Fortunately, Charmian was also keen to climb so, together with Damien, they saw off some routes on the south of the island while the rest of us stayed sub-vertical. The walking did work up an appetite, though, so another evening in the tavern was enjoyed including tasting the local gin and the (far from local) stock of single malts on offer in the bar.

I slept quite well on Monday night actually – thanks for asking.

Tuesday dawned warm and bright. Sarah, Joe and Jess set off in search of seals and more letterboxes while the rest of us looked for the last climbs of the trip. Stef was hungry to lead so headed over to Seal Slab (D **) with Nick, who later had a run in with the law on the Constable (The Original Route (HS)) at the north of the island.

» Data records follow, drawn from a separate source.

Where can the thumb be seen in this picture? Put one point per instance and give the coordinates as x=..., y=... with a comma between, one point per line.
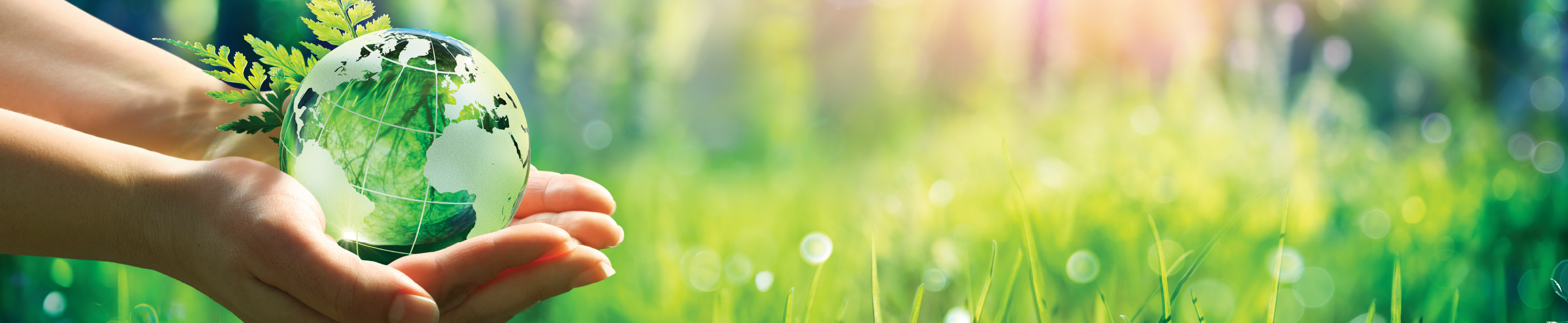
x=344, y=287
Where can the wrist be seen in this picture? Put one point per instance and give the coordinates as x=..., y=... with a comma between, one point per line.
x=169, y=201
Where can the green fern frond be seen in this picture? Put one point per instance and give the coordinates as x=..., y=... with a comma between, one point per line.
x=237, y=96
x=375, y=25
x=289, y=65
x=253, y=124
x=316, y=51
x=338, y=23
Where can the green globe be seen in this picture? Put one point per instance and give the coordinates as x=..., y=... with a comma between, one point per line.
x=410, y=140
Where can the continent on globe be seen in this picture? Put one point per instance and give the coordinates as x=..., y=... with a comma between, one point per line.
x=410, y=140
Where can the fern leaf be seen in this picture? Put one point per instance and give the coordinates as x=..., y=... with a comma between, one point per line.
x=237, y=96
x=253, y=124
x=360, y=12
x=327, y=33
x=385, y=23
x=316, y=51
x=281, y=57
x=330, y=13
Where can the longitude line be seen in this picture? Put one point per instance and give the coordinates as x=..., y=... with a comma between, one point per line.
x=425, y=206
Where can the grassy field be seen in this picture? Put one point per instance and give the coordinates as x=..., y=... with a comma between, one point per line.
x=1010, y=161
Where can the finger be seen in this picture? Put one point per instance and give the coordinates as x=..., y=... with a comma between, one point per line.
x=258, y=301
x=554, y=192
x=336, y=283
x=590, y=228
x=452, y=274
x=521, y=287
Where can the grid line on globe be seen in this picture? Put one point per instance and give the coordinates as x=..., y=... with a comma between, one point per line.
x=471, y=163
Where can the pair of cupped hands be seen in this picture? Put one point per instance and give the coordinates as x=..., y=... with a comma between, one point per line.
x=259, y=250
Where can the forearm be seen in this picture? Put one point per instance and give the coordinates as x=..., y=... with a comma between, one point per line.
x=71, y=195
x=70, y=68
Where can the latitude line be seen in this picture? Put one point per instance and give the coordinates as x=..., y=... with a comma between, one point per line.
x=417, y=68
x=380, y=121
x=360, y=244
x=425, y=208
x=408, y=198
x=365, y=167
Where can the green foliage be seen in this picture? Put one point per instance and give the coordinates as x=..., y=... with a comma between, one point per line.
x=1007, y=294
x=1372, y=311
x=284, y=67
x=253, y=124
x=1395, y=305
x=1196, y=309
x=338, y=23
x=876, y=287
x=1274, y=299
x=289, y=65
x=1166, y=295
x=987, y=287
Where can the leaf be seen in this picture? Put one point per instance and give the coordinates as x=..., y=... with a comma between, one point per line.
x=1166, y=299
x=251, y=124
x=1396, y=305
x=789, y=306
x=237, y=96
x=360, y=12
x=1196, y=309
x=1274, y=299
x=289, y=65
x=1372, y=311
x=987, y=289
x=336, y=24
x=327, y=33
x=876, y=286
x=316, y=51
x=375, y=25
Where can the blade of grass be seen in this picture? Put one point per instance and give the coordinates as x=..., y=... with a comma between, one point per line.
x=813, y=295
x=1104, y=305
x=987, y=289
x=876, y=287
x=1196, y=309
x=789, y=306
x=1166, y=297
x=1285, y=218
x=1145, y=305
x=1213, y=242
x=1456, y=316
x=1372, y=311
x=1396, y=305
x=1007, y=294
x=1029, y=239
x=843, y=309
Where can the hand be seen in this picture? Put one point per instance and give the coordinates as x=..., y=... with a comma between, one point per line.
x=551, y=247
x=251, y=239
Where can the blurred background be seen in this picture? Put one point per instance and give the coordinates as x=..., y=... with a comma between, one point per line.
x=1413, y=132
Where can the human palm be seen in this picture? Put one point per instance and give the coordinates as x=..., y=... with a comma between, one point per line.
x=258, y=247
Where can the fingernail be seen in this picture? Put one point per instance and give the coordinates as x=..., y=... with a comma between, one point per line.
x=413, y=309
x=618, y=242
x=590, y=277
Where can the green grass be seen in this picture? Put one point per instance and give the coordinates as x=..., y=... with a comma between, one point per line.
x=1372, y=311
x=985, y=291
x=1274, y=297
x=876, y=286
x=1399, y=295
x=741, y=129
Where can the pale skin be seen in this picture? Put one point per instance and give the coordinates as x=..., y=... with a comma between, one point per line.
x=109, y=153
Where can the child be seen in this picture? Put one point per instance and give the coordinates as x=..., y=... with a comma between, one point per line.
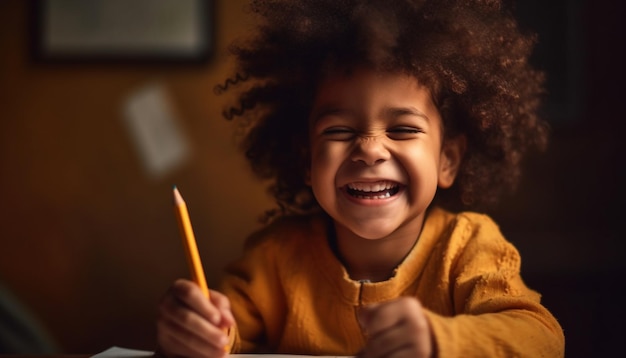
x=381, y=124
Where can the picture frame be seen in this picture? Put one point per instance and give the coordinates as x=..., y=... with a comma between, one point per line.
x=122, y=31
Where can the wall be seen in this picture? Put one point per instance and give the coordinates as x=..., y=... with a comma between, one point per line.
x=89, y=241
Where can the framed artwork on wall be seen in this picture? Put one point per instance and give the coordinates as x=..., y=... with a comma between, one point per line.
x=126, y=31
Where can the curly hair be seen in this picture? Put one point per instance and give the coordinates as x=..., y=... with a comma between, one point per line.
x=471, y=54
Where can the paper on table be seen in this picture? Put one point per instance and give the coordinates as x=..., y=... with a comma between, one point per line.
x=119, y=352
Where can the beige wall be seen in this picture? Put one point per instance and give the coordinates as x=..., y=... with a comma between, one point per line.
x=88, y=240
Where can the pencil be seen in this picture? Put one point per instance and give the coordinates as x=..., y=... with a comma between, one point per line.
x=189, y=241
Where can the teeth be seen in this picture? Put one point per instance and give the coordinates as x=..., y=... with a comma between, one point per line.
x=372, y=187
x=383, y=196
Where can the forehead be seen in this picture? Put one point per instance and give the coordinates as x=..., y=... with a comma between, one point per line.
x=362, y=89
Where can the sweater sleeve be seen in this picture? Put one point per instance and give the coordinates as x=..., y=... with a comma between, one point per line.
x=495, y=313
x=254, y=289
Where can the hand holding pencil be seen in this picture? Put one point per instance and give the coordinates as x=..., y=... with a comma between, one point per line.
x=193, y=321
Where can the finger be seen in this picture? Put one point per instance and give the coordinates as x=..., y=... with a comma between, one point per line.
x=181, y=321
x=388, y=343
x=379, y=317
x=222, y=303
x=397, y=328
x=174, y=341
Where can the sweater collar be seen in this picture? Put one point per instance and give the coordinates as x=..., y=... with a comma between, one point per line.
x=407, y=274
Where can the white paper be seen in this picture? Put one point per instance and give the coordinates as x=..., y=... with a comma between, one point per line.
x=119, y=352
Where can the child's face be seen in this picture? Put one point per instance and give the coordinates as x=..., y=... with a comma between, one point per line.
x=376, y=152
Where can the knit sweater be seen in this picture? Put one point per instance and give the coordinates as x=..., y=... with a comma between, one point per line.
x=290, y=294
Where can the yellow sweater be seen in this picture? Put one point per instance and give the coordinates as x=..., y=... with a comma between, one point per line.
x=290, y=294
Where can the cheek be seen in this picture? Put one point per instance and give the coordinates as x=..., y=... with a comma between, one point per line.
x=325, y=161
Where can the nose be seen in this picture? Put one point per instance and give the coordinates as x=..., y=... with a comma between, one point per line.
x=370, y=151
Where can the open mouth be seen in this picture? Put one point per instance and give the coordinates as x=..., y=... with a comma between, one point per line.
x=377, y=190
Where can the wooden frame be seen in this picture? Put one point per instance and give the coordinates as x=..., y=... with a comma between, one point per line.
x=123, y=31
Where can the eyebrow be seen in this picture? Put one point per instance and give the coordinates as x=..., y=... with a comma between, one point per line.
x=401, y=111
x=387, y=112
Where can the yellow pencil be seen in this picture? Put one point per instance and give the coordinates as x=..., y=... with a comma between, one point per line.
x=189, y=240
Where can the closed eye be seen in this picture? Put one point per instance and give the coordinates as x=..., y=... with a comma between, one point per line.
x=339, y=133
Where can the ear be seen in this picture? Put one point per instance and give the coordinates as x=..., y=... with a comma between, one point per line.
x=452, y=151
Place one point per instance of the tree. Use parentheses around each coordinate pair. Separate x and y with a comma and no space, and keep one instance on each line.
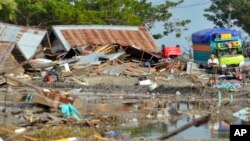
(44,13)
(225,13)
(7,10)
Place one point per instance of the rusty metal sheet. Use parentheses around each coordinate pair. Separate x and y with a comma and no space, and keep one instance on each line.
(27,39)
(80,35)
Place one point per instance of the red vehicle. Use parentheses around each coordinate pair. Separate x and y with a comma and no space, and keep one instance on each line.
(171,51)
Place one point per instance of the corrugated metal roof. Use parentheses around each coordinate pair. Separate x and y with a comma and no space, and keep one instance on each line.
(80,35)
(3,46)
(5,50)
(27,39)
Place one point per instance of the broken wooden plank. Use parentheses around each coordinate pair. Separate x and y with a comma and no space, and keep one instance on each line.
(23,136)
(195,122)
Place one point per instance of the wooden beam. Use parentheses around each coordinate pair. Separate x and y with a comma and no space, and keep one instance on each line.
(195,122)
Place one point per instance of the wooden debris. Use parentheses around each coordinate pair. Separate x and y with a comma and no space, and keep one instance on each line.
(195,122)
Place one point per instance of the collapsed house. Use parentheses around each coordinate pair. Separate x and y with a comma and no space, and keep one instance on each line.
(19,43)
(88,39)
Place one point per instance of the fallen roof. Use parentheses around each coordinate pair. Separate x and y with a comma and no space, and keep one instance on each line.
(27,39)
(5,50)
(80,35)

The seal of approval…Stef on seal slab

The others arrived at Flying Buttress with dreams of glory. Damien sparkled on the famous Diamond Solitaire (VS **); Charmian cantered up Horseman’s Route (HS *); and Chris had a “lark” on the genteel Alouette (S *). Ably seconded by Katherine and Anna, time was flying by on the buttress such that it soon became time to catch the boat back to the mainland.

Safety first! Charmian adjusts a sling on flying buttress

We all made it back to the jetty for the grand departure and, with the seals waving their flippers and singing their farewells, it was time to say goodbye to Lundy.

Thanks for a great meet, everyone. I’m sure we’ll hear the call of Lundy again soon.